The realization of such structures is greatly complicated by poor charge-transport properties of granular quantum dot solids and high resistivity of solution-processed charge-transport layers. As a result, devices are quickly overheated at high current densities and eventually fail due to heat-induced breakdown.

To resolve the thermal damage problem, LANL developed a new device architecture in which current flow was restricted to a small area of 50 by 300 microns. This current-focusing approach boosts current density and simultaneously reduces the heat generation volume and improves heat exchange with the environment.

Another challenge is incorporation of an optical resonator so as it does not disrupt charge injection pathways and, at the same time, maintains lasing despite the presence of “optically lossy” charge transport layers. This problem also has been recently resolved by Los Alamos researchers.

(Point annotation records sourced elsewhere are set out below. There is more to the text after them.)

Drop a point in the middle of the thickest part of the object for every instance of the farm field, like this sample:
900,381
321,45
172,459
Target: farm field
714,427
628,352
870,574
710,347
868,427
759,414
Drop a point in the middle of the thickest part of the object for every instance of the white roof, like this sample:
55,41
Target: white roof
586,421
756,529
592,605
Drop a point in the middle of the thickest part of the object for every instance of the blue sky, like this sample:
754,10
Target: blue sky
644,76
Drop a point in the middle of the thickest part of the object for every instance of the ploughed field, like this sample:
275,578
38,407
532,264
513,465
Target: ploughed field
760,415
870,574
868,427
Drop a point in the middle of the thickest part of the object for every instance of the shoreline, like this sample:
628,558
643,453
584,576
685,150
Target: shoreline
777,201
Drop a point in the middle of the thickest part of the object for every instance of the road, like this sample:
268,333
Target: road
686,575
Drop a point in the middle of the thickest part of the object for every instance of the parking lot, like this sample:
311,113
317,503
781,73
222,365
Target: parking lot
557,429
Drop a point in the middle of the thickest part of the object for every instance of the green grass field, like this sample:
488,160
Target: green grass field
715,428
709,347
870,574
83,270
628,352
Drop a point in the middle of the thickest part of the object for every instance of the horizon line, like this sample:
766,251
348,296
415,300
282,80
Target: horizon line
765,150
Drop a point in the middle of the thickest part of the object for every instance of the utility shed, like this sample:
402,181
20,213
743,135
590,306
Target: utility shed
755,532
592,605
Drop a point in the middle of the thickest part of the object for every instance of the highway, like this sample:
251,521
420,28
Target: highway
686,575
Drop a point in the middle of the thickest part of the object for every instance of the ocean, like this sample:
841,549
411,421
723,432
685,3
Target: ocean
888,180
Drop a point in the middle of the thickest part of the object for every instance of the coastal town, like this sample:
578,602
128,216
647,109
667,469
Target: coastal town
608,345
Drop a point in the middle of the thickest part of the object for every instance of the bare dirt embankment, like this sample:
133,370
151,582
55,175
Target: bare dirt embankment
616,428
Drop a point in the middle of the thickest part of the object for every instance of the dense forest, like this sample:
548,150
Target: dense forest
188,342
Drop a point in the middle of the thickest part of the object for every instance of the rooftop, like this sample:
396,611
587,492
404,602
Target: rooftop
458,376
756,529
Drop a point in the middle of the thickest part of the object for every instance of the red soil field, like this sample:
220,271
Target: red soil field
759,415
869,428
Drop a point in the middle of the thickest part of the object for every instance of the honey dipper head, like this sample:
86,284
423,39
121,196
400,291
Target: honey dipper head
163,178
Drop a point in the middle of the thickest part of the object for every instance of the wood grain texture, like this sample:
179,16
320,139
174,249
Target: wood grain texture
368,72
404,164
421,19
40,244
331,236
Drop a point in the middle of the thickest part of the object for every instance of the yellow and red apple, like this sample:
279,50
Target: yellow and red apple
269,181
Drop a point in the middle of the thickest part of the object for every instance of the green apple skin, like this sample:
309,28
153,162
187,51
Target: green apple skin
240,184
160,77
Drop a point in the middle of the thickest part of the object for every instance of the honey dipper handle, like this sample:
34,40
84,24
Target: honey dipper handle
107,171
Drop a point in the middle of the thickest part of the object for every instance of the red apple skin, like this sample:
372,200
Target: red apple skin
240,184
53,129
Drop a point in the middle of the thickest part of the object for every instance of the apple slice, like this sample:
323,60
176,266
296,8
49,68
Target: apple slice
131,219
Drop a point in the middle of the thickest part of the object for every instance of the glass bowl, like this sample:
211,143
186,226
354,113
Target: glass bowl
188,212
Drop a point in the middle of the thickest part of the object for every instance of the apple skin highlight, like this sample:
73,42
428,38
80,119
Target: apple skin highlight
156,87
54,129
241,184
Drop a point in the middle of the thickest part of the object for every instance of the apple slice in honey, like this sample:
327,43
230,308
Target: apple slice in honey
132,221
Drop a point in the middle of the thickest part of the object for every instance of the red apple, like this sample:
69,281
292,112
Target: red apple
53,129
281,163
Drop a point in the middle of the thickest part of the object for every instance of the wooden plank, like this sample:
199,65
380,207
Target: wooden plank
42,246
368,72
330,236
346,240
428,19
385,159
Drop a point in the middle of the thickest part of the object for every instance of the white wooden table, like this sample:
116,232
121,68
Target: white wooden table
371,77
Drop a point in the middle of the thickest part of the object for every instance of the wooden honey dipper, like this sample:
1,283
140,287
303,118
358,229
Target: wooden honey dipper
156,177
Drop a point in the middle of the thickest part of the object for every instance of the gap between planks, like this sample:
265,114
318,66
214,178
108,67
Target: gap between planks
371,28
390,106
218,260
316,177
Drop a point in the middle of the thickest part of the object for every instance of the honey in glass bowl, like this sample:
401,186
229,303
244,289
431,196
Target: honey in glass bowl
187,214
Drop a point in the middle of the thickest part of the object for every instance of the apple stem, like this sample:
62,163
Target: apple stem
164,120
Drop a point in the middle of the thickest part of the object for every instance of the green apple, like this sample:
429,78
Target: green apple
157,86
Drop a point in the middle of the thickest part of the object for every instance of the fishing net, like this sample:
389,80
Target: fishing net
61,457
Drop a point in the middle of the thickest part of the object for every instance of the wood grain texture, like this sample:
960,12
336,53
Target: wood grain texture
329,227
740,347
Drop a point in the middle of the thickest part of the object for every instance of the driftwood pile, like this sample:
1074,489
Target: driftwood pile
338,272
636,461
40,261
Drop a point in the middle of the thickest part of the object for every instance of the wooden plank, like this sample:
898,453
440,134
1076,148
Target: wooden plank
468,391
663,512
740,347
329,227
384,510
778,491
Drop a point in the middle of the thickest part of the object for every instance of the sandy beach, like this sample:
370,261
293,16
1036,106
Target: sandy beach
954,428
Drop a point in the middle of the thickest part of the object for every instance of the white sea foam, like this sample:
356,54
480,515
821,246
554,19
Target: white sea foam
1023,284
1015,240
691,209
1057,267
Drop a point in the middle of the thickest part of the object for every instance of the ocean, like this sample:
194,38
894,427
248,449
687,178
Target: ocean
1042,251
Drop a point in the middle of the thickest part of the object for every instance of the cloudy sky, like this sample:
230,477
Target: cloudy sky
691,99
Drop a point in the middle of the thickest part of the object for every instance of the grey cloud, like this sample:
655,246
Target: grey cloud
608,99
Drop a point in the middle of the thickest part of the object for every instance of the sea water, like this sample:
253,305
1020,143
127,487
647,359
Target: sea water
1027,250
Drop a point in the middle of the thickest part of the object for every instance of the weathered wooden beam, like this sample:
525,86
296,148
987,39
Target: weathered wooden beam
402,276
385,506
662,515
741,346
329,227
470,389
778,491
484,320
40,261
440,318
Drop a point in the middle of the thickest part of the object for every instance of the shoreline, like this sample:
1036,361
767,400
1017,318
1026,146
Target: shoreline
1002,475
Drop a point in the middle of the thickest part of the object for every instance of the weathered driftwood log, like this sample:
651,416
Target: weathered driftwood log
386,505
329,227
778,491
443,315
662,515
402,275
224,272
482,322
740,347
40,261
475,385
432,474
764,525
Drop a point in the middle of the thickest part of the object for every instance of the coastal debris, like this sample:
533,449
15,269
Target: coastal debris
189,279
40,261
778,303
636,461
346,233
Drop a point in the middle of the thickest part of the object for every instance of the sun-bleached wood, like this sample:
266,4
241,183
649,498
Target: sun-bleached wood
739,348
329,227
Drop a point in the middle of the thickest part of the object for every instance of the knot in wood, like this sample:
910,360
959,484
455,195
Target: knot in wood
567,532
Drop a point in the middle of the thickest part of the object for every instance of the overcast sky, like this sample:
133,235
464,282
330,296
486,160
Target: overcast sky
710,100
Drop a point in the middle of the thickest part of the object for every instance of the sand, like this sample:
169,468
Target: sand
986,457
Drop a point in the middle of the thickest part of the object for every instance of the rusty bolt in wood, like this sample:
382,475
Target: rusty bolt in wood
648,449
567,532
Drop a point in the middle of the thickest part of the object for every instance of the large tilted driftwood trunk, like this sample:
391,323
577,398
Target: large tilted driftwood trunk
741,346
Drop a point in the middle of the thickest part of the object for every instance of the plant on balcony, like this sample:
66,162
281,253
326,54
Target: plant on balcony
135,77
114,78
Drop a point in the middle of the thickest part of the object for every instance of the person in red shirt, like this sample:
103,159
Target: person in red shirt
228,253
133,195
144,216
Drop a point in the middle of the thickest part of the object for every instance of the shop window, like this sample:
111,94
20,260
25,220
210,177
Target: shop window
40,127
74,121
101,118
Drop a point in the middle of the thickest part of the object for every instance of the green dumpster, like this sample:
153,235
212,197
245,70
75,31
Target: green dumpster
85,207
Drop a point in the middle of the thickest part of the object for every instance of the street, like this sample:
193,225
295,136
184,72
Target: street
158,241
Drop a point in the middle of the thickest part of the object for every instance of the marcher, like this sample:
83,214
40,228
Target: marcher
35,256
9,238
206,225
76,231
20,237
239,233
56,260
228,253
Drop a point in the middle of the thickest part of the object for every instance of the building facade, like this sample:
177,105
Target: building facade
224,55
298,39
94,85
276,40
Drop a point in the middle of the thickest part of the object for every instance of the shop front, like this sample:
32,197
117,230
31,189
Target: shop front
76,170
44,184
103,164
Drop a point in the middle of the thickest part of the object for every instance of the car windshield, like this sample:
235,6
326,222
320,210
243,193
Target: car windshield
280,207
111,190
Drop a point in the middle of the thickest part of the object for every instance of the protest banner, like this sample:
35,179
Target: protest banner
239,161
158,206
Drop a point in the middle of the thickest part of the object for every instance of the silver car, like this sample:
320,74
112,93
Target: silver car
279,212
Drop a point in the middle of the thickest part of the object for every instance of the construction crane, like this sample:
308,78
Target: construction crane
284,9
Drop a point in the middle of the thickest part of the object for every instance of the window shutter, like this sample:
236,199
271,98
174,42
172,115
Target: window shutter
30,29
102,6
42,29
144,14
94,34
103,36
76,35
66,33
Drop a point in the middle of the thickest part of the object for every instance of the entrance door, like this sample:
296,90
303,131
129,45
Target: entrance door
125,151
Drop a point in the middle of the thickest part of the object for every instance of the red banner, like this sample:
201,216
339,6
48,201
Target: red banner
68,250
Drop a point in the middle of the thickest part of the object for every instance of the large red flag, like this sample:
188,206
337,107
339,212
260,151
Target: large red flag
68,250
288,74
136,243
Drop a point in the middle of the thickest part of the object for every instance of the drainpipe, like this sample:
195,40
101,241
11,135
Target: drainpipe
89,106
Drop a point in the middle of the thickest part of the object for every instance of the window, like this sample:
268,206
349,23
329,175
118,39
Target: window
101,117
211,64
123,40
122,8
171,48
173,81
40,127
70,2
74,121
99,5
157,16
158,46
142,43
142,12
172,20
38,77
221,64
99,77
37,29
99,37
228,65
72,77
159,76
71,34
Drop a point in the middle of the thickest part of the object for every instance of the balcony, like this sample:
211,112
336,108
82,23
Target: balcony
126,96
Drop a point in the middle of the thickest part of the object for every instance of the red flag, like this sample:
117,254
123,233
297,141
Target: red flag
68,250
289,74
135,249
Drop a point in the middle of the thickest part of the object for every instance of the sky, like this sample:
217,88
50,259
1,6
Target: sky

The team applied an interesting approach wherein an optical resonator was prepared as a periodic grating engraved into a layer serving as an electron injector. In this way, they preserved a standard architecture of a light emitting diode but endowed it with an additional function of lasing device. The developed dual-function structures performed as a standard LED operating under electrical pumping and a laser activated optically.

The final step is to combine all of these strategies in a single device capable of lasing with electrical excitation. Given recent advances in ultrahigh current density architectures and successful recipes for cavity integration, this objective seems to be within close reach, suggesting that colloidal quantum dot laser diodes soon may become a reality.